Preservation of the Amazon enables sovereignty of Latin American countries
sexta-feira, outubro 14, 2022
With the expansion of the agribusiness frontier and extractive practices in the Amazon, the lack of integrated policies directed to regional development has resulted in socio-environmental impacts. In addition Brazil, eight other countries contain the biome in their territories: Venezuela, Peru, Bolivia, Colombia, Ecuador, Guyana, French Guiana and Suriname. In the context of a global emergency against climate change, each country's projects are indispensable in a sustainable future.
For the guarantee of sovereignty of the Amazonian countries, Professor Gustavo Menon, from the School of Arts, Sciences and Humanities (EACH) of USP and phD in the Graduate Program in Latin American Integration (Prolam) of USP, states: "It becomes a debate to think about the construction of a green agenda that prioritizes life rather than extractive projects that impose environmental degradation and a logic of violation of rights".
Specific initiatives
In Ecuador, the Citizen Revolution – a popular movement to ensure social justice and combat poverty caused by social inequality – tried to contain extractivism with the Yasuní Fund. The idea of the project was to raise funds from the international community for the preservation of the Yasuní National Park, marked by Amazonian biodiversity. "It's worth saying that this project ended up implying a resounding failure," Menon says.

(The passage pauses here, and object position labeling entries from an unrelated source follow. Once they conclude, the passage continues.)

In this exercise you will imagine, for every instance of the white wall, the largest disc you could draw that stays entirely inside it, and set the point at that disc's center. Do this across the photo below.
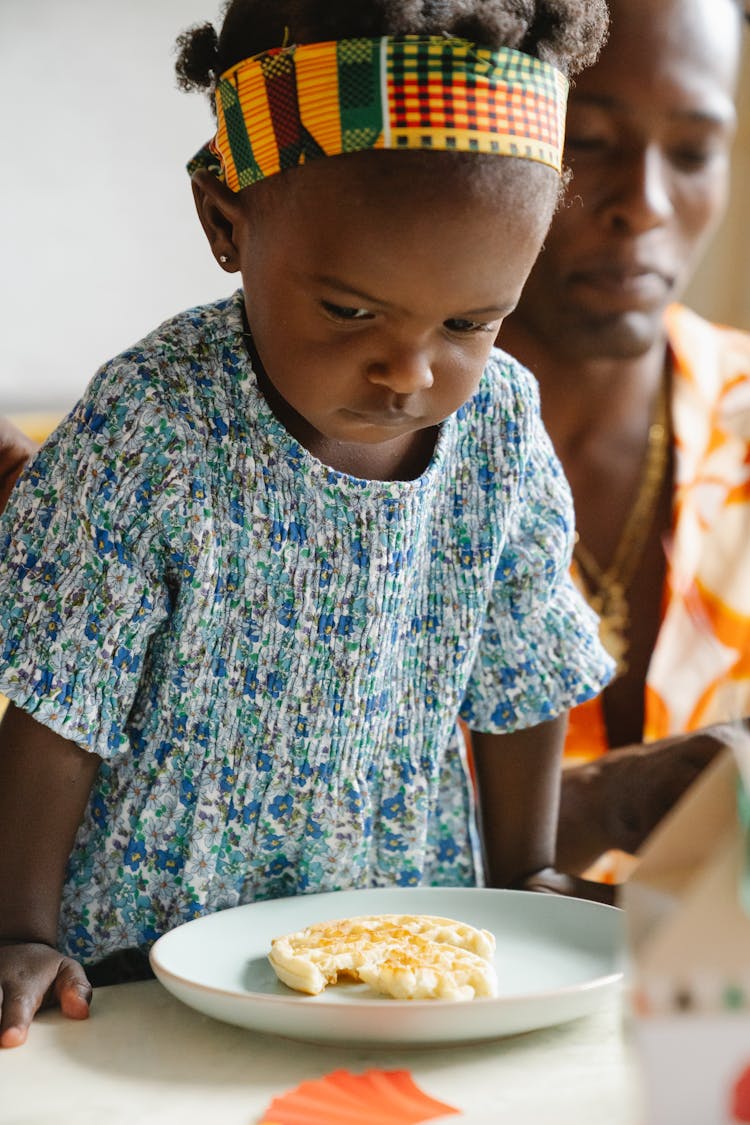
(99, 240)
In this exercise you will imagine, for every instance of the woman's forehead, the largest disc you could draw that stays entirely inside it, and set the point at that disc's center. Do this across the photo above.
(689, 46)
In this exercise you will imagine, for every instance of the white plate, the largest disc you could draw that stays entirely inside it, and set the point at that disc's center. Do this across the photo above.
(557, 959)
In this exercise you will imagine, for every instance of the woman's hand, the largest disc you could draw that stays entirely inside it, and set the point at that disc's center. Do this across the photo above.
(15, 451)
(34, 975)
(617, 800)
(550, 881)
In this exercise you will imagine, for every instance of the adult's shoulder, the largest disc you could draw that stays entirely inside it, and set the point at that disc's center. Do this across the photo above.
(708, 356)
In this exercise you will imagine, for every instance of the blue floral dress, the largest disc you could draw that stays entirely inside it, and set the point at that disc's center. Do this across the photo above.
(269, 656)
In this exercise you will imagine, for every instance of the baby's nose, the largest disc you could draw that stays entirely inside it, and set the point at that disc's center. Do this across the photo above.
(404, 371)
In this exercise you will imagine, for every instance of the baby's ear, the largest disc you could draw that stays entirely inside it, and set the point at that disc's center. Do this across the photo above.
(222, 215)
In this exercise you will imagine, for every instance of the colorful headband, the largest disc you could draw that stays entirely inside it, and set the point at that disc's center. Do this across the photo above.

Other countries also face challenges in preserving the Amazon. He develops the reasoning when dealing with the exfoliation of forest resources: "When we look at the Peruvian reality, we are talking about actions led by the Peruvian State of exemption and tax immunity for large transnational companies."
In Ecuador, the Citizen Revolution – a popular movement to ensure social justice and combat poverty caused by social inequality – tried to contain extractivism with the Yasuní Fund. The idea of the project was to raise funds from the international community for the preservation of the Yasuní National Park, marked by Amazonian biodiversity. "It's worth saying that this project ended up implying a resounding failure," Menon says.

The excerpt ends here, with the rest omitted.